A bit of musical ‘fanfare’ for Lodi: Composer serving as conductor to his 8-minute march’s debut performance

Sunday, May 16, 2010

By Tony Sauro
Published in the Stockton Record on May 16, 2010

Max Simoncic leads members of the Lodi Community Band during a May 10, 2010, rehearsal of his original composition.

Max Simoncic had a good time composing the music. He always does.

He just didn’t know he’d actually be conducting his “Fanfare and March,” too. He can handle it, though.

“My memory doesn’t serve me well some times,” said Simoncic, a Stockton resident for 55 years who’s written 500 musical compositions. “But I saw my name on the poster, so I figured it must be true. I called Bob (Gross) and he said, ‘You’re conducting it. You bet.’ I’ll get up there and it’ll be fun.”

Gross, who’s known Simoncic for 50 years, since they were fellow music students at University of the Pacific, commissioned Simoncic to write his eight-minute march that Gross’ 50-piece Lodi Community Band premieres today at Lodi’s First Baptist Church during its season finale.

Lodi’s Cell Block 7 Jazz Band, led by Bob Romans, also performs its “West Coast traditional style.” Simoncic’s composition is “dedicated to the city of Lodi,” said Gross, whose group — which dates back to the 1890s and incudes musicians between 13 and 91 — also performs “Big Screen, Little Screen” tunes, ranging from Henry Mancini’s “The Pink Panther,” “Charade” and “Days of Wine and Roses” (among others) to “pop culture (from the “James Bond Theme” to “The Flintstones,” “Scooby Doo” and “Wipe Out”) and “Victory at Sea,” from the 1952-53 NBC series.

The always animated Simoncic, 65, who said he hasn’t conducted since 1990 and used John Philip Sousa’s marches and “The Great Escape” for inspiration, led his one rehearsal for “Fanfare and March” with the Lodi group on Monday.

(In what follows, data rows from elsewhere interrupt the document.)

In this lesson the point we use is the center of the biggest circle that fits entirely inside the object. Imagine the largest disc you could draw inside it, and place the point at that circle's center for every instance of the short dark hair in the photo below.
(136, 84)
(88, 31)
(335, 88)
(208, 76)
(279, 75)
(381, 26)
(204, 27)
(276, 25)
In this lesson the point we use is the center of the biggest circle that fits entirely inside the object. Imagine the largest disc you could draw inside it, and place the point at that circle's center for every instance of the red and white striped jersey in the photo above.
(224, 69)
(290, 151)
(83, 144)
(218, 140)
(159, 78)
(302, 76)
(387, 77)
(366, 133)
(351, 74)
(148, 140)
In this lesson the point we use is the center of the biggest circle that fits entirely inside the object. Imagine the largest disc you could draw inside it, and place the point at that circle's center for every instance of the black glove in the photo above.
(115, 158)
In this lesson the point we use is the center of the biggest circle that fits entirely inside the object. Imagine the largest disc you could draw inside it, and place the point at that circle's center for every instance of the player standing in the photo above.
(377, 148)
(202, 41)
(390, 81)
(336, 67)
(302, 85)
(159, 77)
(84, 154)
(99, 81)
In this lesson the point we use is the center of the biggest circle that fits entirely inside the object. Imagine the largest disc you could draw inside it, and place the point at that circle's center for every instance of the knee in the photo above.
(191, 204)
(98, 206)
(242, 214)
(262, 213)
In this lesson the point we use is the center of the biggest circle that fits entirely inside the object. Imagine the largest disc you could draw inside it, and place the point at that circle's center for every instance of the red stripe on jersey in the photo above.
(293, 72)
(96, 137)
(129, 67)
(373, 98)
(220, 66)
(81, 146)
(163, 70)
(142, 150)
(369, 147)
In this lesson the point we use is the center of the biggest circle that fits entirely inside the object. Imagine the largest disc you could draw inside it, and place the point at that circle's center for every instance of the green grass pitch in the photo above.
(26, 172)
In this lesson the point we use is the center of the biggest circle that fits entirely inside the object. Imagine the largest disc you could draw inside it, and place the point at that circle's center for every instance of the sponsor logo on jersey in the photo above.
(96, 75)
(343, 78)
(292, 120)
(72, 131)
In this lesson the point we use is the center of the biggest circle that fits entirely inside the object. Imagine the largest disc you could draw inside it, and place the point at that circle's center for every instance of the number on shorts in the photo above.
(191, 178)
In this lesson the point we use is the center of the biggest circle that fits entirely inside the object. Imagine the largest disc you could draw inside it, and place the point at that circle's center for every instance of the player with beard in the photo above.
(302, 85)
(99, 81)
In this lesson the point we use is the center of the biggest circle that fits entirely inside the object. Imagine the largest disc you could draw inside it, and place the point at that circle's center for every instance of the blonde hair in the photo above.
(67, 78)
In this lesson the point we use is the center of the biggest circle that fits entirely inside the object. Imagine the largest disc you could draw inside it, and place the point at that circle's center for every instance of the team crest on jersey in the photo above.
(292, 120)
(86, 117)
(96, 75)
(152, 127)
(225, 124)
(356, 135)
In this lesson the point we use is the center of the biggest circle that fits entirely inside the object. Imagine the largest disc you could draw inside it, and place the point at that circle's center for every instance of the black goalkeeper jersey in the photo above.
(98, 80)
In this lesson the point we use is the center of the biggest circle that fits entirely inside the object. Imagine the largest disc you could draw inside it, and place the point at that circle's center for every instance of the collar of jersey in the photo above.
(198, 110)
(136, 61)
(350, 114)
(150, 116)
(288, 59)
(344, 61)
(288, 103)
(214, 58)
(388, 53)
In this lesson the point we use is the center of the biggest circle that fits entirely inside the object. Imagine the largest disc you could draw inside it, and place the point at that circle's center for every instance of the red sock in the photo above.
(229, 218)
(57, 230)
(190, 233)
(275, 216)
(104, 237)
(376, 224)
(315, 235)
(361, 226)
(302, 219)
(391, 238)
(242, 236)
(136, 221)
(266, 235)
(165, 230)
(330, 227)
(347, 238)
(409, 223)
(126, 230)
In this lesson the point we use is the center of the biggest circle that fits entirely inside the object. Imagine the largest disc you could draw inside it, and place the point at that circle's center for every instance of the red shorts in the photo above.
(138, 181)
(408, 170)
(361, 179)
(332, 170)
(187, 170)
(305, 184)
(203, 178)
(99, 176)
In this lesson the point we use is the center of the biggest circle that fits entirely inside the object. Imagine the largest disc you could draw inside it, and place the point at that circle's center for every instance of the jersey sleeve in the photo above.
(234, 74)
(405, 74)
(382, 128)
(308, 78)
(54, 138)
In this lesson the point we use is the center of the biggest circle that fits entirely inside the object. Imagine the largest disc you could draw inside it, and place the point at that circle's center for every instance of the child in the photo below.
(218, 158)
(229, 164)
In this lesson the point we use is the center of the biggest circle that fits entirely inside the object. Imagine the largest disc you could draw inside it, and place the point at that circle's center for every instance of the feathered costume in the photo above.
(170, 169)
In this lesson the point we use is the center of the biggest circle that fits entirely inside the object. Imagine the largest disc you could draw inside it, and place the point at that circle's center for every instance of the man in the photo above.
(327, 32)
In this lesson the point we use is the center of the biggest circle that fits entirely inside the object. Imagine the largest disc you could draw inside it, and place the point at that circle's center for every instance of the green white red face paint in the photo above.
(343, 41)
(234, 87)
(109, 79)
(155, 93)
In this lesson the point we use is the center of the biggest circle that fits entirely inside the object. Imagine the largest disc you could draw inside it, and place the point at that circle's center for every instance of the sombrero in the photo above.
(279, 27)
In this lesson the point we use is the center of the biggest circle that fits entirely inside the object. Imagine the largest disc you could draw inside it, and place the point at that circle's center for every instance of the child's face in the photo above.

“I have nerves of steel,” he said with a laugh, “but I didn’t have truly confidence when I got up there. The architecture is right and now I have to build the whole thing? Oh-oh.”

It worked.

“It’s an elaborate, crazy thing,” said Simoncic, who wrote his composition in “probably a couple of months. I’ve never written a military march, though I have written everything else on earth, including opera. My deceased fa-

ther would be proud. He loved marches.”

“It’s just a kick, you know. What kind of military march is it gonna be? A parade? A 21-gun salute? It’s pretty upbeat and there’s a little Slavic element to it (Simoncic was born in Ljubljana, Slovenia). I did throw in a swing section at the end, so everyone would know I am American.”

“It’s really gonna be fun,” said Gross, a French horn player who’s led the Lodi band for six years. “Max had a good time. It’s excellent, very thematic. It’s really lyrical and a lot of fun to listen to.”

That sounds like a consensus. “Mr. Simoncic’s rendition is very challenging,” said Virginia Hoskins, 91, who’s played in the group during most of her 50 years in Lodi. “It’ll be nice. There are so many nice people. Music is an art and learning situation. It’s helpful when you have to practice. That’s discipline. It’s a lot of fun to play with others.”

Hoskins, who was born in Berkeley, provides accompaniment on bells “in the back” during most of today’s music. She also has played piano, drums and accordion.

Like the group’s other senior members — “I think I’m the oldest” — Hoskins said music keeps her active, along with crossword puzzles, “going to the gym” daily at a Lodi wellness center and tending to her garden.

Gross, who taught and worked in Lodi Unified School District for 41 years and is retiring as the community-band director this year, said the group’s been maintained — through donations and grants — as a civic institution.

“We try to provide the area with free concerts as often as we can,” said Gross, whose group also is part of Delta College’s Monday night music program. “We support as many community events as we can (eight this year) and enjoy playing concertband music and keeping that genre alive.”

“We’ve provided entertainment most of time that has been free and observed patriotism for the community,” said Hoskins, whose late husband of 63 years, Robert, was a clarinet player. “We don’t parade because quite a few of us are old.”

Simoncic, who said he’s been commissioned to create another composition for the Stockton Symphony in 2011 — “It might be accordions and orchestra” — is a bit anxious.

“I just hope I can keep the beat and not get too nervous,” Simoncic said with a laugh.